Орест Германович задумался на минуту, потом вдруг, покраснев, спросил с некоторым гневом:
– Надеюсь, вы говорите не о моем племяннике?
На неподвижном лице Вербиной скользнуло и исчезло испуганное выражение, но она ничего не поспела ответить, потому что в эту минуту в комнату вошел раскрасневшийся и улыбающийся сам Лаврик.
Глава 3
Полина Аркадьевна Добролюбова-Черникова была отнюдь не артистка, как можно было бы подумать по ее двойной фамилии. Может быть, она и была артистка, но мы хотим сказать только, что она не играла, не пела, не танцевала ни на одной из сцен. Во «Всем Петербурге» при ее фамилии было поставлено: дочь надворного советника, а на ее визитных карточках неизменно красовалось: урожденная Костюшко, что давало немало поводов для разных насмешливых догадок. Действительно, было не то удивительно, что ее девичья фамилия была Костюшко, а то, что Полина могла быть каким бы то ни было образом урожденная. Казалось, что такой оригинальный и несуразный человек мог произойти только как-то сам собою, а если и имел родителей, то разве сумасшедшего сыщика и распутную игуменью. Мы назвали Полину оригинальной, но, конечно, как и всегда, если покопаться, то можно было бы найти типы и, если хотите, идеалы, к которым она естественно или предумышленно восходила. Святые куртизанки, священные проститутки, непонятые роковые женщины, экстравагантные американки, оргиастические поэтессы, – все это в ней соединялось, но так нелепо и некстати, что в таком виде, пожалуй, могло счесться и оригинальным.

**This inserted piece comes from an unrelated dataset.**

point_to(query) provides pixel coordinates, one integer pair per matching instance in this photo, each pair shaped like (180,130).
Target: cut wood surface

Будь Полина миллиардершей, она бы дала, может быть, такой размах своим нелепым затеям, что они могли бы показаться импозантными, но в теперешнем ее состоянии производили впечатление довольно мизерное и очень несносное. Одно только было характерно и даже кстати, что она с браслетами на обеих ногах и с бериллом величиною в добрый булыжник, болтавшимся у нее на цепочке немного пониже талии, поселилась на Подьяческой улице в трех темных-претемных комнатушках, казавшихся еще темнее от разного тряпичного хлама, которым в изобилии устлала, занавесила, законопатила Полина Аркадьевна свое гнездышко. А между тем она была женщиной доброй, душевной и не чрезмерно глупой. Но она официально считалась и сама себя считала «безумной», и потому волей или неволей «безумствовала». Она безумствовала и теперь, сидя на мягком ковре у ног Правды Львовны, и страстно шепча большим накрашенным ртом:
– Вы непременно должны это сделать. Это ваша миссия, ваш крест; я вас так понимаю. Я сама люблю Ореста Германовича, я ничего не ищу, не хочу от него, я, просто, стихийно его люблю. У меня было пятьдесят шесть любовников, вон там моя книжка. Они все записаны. – И она, не вставая с ковра, проползла к маленькому столику, где лежала тетрадка в темно-лиловом коленкоровом переплете с вытисненной золотом адамовой головой. Полина порылась в ней немножко и прошептав:
– Два месяца тому назад пятьдесят пятый застрелился, – снова ее захлопнула. Окончив это мрачное интермеццо, она снова продолжала:
– Но Ореста Германовича я люблю стихийно. Я ничего не требовала… Вы не знаете, Ираида Львовна, какое счастье сидеть, смотреть в глаза и ничего не требовать… Вот вы ко мне относитесь как к человеку, это я так ценю, а то ведь все – и мужчины и женщины – смотрят на меня с вожделением. Я же не виновата… Когда я была маленькой, мы жили в Виленской губернии. У нас был пруд… В лунные ночи я к нему спускалась, опускала голые ноги в воду и мечтала… Когда я разговариваю с вами, я всегда это вспоминаю… А знаете, этот генерал Перевертников, он серьезно женится на Манжетке…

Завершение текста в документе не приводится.